ECLI:NL:RBDHA:2024:18358
Rechtbank Den Haag
- Eerste aanleg - enkelvoudig
- Rechtspraak.nl
Niet-ontvankelijkheid van het beroep tegen het uitblijven van een besluit op de asielaanvraag
In deze zaak heeft eiser op 5 september 2024 beroep ingesteld tegen het niet-tijdig beslissen op zijn asielaanvraag, die op 14 december 2023 was ingediend. De rechtbank heeft op basis van artikel 8:54, eerste lid, van de Algemene wet bestuursrecht (Awb) uitspraak gedaan zonder zitting. De wettelijke beslistermijn voor de asielaanvraag van eiser eindigde oorspronkelijk op 14 juni 2024, maar door de inwerkingtreding van de wijziging van de Vreemdelingencirculaire (WBV 2023/3) is deze termijn verlengd met negen maanden, waardoor de nieuwe einddatum op 14 maart 2025 ligt. De rechtbank heeft eerder geoordeeld dat deze verlenging rechtsgeldig is, en ziet geen reden om van dit oordeel af te wijken in deze zaak.
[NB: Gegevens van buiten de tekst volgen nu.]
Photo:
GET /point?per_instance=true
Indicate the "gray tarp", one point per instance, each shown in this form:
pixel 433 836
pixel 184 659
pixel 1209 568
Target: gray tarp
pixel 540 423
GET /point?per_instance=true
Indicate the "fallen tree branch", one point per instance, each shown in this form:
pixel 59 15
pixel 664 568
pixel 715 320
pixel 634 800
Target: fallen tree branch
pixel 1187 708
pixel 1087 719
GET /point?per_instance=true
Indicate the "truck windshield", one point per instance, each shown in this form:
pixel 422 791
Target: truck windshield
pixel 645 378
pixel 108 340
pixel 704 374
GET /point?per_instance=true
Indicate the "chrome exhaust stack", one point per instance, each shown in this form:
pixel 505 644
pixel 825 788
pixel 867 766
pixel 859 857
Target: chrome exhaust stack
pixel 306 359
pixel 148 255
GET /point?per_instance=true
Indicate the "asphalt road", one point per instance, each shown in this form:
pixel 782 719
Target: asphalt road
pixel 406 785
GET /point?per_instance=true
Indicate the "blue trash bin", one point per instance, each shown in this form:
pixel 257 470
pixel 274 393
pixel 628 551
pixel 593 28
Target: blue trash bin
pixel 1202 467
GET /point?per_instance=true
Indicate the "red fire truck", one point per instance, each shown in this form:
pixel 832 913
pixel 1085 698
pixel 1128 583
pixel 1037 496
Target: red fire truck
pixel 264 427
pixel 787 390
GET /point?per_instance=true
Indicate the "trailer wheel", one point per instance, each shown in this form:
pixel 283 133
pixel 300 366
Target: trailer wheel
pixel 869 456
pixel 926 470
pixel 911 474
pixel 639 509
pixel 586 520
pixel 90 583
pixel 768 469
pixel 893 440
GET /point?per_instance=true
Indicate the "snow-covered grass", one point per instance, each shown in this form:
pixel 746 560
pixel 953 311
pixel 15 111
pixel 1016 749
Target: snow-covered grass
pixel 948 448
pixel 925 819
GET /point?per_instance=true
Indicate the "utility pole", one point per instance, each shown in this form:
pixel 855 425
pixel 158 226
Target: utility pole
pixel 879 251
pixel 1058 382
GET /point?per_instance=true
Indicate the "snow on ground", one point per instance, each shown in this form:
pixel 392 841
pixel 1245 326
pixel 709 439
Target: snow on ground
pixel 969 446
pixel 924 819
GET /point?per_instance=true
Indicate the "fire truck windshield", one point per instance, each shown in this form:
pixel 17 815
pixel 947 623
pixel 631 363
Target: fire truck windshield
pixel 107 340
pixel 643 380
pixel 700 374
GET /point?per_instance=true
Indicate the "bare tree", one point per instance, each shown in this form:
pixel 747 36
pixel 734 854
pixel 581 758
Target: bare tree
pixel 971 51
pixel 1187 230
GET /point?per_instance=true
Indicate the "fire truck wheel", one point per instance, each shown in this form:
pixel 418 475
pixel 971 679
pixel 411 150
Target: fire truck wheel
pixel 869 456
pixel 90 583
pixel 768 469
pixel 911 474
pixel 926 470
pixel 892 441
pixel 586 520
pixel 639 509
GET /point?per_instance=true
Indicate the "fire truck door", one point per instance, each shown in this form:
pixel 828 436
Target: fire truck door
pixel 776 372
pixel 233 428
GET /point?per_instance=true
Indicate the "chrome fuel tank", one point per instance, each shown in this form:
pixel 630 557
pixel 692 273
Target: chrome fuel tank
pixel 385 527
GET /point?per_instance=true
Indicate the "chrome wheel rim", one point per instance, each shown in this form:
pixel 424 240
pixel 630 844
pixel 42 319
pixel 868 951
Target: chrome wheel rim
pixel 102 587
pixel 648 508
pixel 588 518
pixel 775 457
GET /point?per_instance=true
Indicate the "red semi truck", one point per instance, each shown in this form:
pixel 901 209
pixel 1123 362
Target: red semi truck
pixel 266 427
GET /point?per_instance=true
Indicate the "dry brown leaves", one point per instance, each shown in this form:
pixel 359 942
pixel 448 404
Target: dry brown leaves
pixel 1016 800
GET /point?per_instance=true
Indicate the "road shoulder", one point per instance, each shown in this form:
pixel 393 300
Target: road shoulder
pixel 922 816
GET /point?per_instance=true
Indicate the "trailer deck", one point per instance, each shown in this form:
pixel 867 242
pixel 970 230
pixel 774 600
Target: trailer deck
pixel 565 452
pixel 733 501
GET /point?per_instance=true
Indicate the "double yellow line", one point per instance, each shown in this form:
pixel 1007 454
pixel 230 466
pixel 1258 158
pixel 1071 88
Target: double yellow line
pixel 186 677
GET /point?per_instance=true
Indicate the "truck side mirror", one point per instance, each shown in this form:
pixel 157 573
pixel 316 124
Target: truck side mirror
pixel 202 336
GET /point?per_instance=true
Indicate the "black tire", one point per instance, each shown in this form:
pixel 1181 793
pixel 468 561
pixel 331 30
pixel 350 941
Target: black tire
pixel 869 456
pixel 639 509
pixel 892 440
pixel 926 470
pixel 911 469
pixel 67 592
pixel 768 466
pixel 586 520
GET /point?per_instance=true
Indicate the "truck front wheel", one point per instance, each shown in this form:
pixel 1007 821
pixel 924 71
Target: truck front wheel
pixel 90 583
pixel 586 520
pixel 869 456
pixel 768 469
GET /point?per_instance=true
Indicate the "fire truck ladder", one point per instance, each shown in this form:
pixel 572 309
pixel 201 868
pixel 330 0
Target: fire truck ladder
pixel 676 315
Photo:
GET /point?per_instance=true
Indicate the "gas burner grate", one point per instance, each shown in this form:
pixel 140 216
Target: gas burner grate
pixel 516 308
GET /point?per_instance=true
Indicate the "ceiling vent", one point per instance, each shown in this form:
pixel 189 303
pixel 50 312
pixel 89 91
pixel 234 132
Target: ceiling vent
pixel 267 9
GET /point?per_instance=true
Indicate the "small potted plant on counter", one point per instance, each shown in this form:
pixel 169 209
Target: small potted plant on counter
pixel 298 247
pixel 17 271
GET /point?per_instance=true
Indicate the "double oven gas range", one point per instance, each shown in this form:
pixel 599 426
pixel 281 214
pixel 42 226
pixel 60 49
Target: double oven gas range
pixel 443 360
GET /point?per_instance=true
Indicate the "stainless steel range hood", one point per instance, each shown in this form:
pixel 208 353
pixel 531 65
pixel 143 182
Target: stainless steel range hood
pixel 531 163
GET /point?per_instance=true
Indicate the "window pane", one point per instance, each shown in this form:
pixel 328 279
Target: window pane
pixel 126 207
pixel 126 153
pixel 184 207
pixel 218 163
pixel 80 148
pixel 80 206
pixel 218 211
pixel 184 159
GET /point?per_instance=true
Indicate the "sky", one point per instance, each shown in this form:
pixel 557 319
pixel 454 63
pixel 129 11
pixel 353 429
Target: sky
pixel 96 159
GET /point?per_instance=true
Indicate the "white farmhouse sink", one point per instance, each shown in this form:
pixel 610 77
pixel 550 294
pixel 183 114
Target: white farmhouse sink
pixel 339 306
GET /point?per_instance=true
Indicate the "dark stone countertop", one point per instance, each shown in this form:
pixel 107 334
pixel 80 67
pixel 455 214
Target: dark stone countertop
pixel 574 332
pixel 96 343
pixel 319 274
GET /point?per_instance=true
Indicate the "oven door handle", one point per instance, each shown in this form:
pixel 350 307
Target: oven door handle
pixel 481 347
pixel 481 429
Eiser had op 12 augustus 2024 een ingebrekestelling ingediend, maar de rechtbank oordeelt dat deze te vroeg is ingediend, aangezien de beslistermijn op dat moment nog niet was verstreken. Hierdoor is het beroep van eiser tegen het uitblijven van een besluit op zijn asielaanvraag kennelijk niet-ontvankelijk verklaard. De rechtbank heeft geen aanleiding gezien voor een proceskostenveroordeling. De uitspraak is gedaan op 7 november 2024 door rechter M.L. Weerkamp, in aanwezigheid van griffier A.S.J.I. Hendrickx, en is openbaar gemaakt via geanonimiseerde publicatie op de website van de rechtspraak.